Akhirnya kami keluar dari mall dan memilih makan di restaurant cepat saji tempat lain.Kita menghabiskan sore dengan membicarakan banyak sambil sesekali tertawa kecil disana. Mama tak tahu jika hati anaknya kembali terluka oleh orang yang sama.
Nada dering handphoneku berbunyi. Kulihat ada sms masuk. Dari Dion lagi.
"Yan..!!! Aku masih mencintaimu, maafkan aku yan. Aku harap ada kesempatan kedua untukku." Bunyi sms dari Dion yang kubaca buru-buru. Kemudian menghapusnya tanpa balasan.
Ada badai yang bergemuruh di batinku. Sebab kembali ingat dengan apa yang kulihat di food court sore tadi. Sekaligus membuatku tersadar jika kabar dua tahun yang lalu adalah benar. Tentang Dion yang menghamili gadis di kota lain menyebar. Aku tentu dulu tak percaya. Karna waktu itu aku masih sangat mencintainya.
"Apa maumu sebenarnya? Aku tak apa sendirian tanpamu. Aku tak apa kau tinggal dengan wanitamu. Sungguh aku tak apa. Tapi aku mohon, jangan muncul dan mengusikku kembali. Karna aku juga berhak atas bahagia di hidupku saat ini" racauku sendiri dengan isak tangis yang semakin menjadi.
Malam ini Dion menelponku. Dia mengajakku bertemu. Ku iyakan ajakannya. Karna aku sudah lelah menghindari lelaki dusta macam dia.

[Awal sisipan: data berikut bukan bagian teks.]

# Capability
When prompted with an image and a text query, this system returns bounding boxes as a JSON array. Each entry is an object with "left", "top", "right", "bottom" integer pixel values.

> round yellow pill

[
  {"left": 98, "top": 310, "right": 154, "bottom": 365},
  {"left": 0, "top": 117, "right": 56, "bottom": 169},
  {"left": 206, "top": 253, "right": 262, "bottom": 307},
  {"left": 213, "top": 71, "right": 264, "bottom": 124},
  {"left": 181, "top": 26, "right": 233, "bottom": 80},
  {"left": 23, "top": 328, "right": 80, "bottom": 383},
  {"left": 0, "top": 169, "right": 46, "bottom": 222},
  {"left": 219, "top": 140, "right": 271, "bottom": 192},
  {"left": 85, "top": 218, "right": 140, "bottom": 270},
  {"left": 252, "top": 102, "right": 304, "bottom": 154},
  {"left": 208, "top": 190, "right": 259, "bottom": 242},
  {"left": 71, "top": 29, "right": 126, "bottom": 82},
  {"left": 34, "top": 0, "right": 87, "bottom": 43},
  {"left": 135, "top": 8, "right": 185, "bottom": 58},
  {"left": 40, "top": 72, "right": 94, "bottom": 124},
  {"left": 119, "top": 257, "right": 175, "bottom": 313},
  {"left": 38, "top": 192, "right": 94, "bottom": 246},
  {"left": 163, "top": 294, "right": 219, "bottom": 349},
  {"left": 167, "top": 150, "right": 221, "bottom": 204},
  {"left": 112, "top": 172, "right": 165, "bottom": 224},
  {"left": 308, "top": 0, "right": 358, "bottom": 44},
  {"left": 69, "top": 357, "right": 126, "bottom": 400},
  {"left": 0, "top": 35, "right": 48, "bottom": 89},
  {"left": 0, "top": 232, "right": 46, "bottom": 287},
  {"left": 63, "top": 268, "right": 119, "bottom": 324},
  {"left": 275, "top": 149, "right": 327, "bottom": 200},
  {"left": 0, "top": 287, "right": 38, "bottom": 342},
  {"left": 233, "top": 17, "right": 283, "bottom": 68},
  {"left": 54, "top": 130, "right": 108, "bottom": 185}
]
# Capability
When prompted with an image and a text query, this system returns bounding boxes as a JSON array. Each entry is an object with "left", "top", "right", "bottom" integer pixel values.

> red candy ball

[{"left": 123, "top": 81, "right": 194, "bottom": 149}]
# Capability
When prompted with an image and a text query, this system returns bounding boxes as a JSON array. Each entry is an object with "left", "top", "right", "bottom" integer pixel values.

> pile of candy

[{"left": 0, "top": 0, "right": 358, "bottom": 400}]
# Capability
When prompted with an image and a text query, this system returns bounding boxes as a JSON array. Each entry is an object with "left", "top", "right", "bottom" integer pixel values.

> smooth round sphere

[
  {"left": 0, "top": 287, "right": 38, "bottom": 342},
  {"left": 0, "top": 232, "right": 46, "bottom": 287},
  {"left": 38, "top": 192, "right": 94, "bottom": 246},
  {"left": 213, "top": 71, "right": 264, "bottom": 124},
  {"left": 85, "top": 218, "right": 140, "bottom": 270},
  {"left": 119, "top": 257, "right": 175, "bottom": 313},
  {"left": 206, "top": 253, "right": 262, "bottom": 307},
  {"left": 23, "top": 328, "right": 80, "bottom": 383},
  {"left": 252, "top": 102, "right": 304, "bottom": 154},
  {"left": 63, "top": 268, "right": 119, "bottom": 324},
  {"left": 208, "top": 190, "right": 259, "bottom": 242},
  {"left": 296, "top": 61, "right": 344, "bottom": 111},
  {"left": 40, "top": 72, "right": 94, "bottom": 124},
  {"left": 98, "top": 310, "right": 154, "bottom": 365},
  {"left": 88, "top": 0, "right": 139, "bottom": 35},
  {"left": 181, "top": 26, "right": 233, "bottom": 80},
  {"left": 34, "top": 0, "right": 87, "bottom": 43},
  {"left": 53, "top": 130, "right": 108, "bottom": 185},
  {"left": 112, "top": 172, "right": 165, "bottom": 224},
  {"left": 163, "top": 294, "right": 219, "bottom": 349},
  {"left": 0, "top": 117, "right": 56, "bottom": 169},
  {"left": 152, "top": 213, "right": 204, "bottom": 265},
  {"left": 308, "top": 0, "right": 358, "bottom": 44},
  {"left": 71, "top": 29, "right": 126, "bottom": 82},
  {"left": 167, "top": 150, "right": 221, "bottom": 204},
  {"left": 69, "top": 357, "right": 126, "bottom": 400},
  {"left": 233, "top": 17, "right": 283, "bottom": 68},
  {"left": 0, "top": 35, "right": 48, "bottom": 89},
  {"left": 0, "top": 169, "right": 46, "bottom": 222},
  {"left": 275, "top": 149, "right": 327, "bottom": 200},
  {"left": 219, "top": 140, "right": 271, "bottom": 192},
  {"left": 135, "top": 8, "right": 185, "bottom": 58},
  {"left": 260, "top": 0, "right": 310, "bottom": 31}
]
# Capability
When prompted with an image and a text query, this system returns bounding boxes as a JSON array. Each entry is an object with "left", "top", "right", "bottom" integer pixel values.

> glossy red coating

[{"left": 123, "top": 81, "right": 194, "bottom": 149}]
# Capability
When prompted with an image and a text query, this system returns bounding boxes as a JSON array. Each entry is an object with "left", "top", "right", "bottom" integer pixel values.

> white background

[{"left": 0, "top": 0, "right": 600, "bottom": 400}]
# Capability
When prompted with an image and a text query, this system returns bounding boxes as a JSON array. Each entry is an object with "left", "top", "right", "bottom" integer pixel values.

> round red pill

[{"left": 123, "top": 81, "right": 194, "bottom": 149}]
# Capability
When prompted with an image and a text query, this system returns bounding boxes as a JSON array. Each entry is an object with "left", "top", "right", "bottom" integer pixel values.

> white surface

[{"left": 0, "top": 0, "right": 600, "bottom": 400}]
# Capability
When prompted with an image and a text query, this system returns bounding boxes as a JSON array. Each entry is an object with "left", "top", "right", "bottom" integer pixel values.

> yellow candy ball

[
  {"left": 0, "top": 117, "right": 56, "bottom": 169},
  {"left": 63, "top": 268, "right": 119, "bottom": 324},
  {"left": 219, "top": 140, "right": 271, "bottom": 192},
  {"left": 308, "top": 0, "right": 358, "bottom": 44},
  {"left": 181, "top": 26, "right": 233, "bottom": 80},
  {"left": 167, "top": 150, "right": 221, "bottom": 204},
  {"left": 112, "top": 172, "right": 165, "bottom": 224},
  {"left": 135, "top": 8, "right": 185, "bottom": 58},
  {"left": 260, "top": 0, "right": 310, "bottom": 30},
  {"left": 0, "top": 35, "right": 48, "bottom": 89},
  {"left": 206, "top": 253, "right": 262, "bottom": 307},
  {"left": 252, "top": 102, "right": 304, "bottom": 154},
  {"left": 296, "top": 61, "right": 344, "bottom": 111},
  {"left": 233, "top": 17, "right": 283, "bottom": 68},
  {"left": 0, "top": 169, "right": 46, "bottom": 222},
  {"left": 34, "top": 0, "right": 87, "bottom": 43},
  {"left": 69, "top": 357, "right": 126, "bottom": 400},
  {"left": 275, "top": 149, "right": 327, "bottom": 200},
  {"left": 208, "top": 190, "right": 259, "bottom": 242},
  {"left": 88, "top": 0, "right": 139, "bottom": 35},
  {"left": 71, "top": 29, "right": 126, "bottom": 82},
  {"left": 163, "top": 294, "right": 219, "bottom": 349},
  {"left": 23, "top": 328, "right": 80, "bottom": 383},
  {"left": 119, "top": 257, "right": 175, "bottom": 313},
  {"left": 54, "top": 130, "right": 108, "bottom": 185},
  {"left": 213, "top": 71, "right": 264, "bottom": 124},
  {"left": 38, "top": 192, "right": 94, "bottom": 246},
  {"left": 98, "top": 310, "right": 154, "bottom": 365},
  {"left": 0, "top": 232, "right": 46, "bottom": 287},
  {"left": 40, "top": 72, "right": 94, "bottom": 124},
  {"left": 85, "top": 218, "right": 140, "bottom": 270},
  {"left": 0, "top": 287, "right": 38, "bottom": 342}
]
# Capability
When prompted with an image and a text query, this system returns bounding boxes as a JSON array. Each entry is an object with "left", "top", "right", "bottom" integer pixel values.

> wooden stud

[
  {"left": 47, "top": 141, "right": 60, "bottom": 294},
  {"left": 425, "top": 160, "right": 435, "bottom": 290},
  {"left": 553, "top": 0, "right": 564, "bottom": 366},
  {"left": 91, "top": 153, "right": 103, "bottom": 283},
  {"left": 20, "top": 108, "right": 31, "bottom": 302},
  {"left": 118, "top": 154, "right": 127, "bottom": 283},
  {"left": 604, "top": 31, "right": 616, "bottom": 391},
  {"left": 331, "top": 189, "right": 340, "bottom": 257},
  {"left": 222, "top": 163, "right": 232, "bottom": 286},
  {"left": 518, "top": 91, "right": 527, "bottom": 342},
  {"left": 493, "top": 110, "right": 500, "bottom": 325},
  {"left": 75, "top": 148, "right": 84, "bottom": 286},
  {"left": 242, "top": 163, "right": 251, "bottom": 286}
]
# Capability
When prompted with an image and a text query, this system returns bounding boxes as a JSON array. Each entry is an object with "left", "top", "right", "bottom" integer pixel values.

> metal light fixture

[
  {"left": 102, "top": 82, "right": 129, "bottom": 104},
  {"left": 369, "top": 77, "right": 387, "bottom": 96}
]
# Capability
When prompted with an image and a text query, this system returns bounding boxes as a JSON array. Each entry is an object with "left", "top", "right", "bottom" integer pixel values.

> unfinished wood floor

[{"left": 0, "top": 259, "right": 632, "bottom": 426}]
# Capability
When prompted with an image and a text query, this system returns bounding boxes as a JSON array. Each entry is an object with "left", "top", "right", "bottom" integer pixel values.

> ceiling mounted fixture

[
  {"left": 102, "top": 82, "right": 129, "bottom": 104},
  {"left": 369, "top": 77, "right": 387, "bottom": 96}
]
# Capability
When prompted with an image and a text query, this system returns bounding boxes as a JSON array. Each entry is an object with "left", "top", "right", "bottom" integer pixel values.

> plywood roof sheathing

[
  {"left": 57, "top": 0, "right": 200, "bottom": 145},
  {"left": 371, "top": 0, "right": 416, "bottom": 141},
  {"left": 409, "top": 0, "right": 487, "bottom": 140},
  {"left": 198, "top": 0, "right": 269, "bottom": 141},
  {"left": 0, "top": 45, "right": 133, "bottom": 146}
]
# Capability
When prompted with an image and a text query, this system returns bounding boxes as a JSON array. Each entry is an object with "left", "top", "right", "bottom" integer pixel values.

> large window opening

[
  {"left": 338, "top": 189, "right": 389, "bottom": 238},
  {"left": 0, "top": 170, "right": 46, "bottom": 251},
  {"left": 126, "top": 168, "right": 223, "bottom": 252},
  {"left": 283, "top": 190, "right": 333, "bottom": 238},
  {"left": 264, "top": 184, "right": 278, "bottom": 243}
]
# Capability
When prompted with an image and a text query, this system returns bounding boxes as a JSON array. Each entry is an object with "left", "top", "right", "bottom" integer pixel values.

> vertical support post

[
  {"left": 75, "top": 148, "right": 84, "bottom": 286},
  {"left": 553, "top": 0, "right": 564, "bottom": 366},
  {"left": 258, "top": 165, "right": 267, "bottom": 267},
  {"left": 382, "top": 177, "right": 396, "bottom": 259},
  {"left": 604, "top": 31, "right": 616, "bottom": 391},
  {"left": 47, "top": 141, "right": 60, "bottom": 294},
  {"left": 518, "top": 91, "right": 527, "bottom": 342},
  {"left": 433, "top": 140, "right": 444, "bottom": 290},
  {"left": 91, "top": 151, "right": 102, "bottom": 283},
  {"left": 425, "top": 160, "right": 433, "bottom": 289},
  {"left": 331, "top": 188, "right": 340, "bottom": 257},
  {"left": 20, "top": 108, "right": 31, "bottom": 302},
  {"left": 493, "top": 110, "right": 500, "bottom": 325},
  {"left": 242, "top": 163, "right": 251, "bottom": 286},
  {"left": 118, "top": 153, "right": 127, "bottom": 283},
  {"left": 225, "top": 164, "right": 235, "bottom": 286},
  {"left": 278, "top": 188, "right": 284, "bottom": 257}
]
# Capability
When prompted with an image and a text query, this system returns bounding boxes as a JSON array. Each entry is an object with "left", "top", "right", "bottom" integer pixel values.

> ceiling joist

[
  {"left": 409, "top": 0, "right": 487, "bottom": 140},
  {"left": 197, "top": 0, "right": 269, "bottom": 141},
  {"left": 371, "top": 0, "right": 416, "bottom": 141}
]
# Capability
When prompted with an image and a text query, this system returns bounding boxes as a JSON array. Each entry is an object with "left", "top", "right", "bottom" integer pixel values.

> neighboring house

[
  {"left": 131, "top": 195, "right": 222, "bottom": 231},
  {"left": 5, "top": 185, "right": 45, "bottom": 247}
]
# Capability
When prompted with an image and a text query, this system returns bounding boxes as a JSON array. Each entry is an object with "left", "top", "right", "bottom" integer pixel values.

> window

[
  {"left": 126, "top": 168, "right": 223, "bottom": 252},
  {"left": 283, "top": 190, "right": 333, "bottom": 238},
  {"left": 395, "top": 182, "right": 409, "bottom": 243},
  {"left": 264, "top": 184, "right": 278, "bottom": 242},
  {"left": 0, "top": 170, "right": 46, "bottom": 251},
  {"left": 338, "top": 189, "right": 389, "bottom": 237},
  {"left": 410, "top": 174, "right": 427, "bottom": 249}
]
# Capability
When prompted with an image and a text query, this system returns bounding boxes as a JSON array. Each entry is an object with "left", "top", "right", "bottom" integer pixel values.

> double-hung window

"Kamu mau memberiku kesempatan kedua kan yan?" Dion melontarkan pertanyaan yang sama entah untuk keberapa kalinya.
"Aku sudah melupakanmu Dion. Aku sudah memaafkan kesalahanmu. Tapi tolonglah. Kita sudah berbeda. Aku tak bisa menerimamu kembali." Jawabku dengan nada yang aku buat sehalus mungkin, berharap Dion mau mengerti dan menurutiku kali ini.
"Kenapa yan?" Tanya Dion lagi
"Karna aku sudah tak ingin lagi bersama denganmu. Dan aku juga tak ingin menyakiti wanitamu yang sedang hamil itu. Cukup aku yang sakit, jangan wanita lain kau sakiti juga. Aku tahu betul rasanya. Sakit."
"WANITA HAMIL? DARI MANA KAU TAHU YAN?" Dion bertanya dengan kaget dan tatapan melotot, sampai bola matanya seakan-akan ingin melompat berlarian di lantai.
"Tak penting aku tahu dari mana. Bagiku sudah cukup alasan untukku tak lagi memberimu kesempatan. Kau tahu Dion? Beberapa orang di dunia ini terlahir dengan kekecewaan, karna tak bisa mendapatkan apa yang dia harapkan. Tak terkecuali kamu."
"Aku harap tak ada lagi permintaan aneh darimu. Semoga kamu bisa bahagia dan menjadi ayah yang baik untuk anak-anakmu. Biarkan aku dengan hidupku yang baru." Ucapku untuk terakhir kalinya. Setelah itu aku segera beranjak pergi dan tak menolehnya lagi. Kulangkahkan kaki dengan terburu-buru, sebelum tangis pecah dan meleleh di pipiku.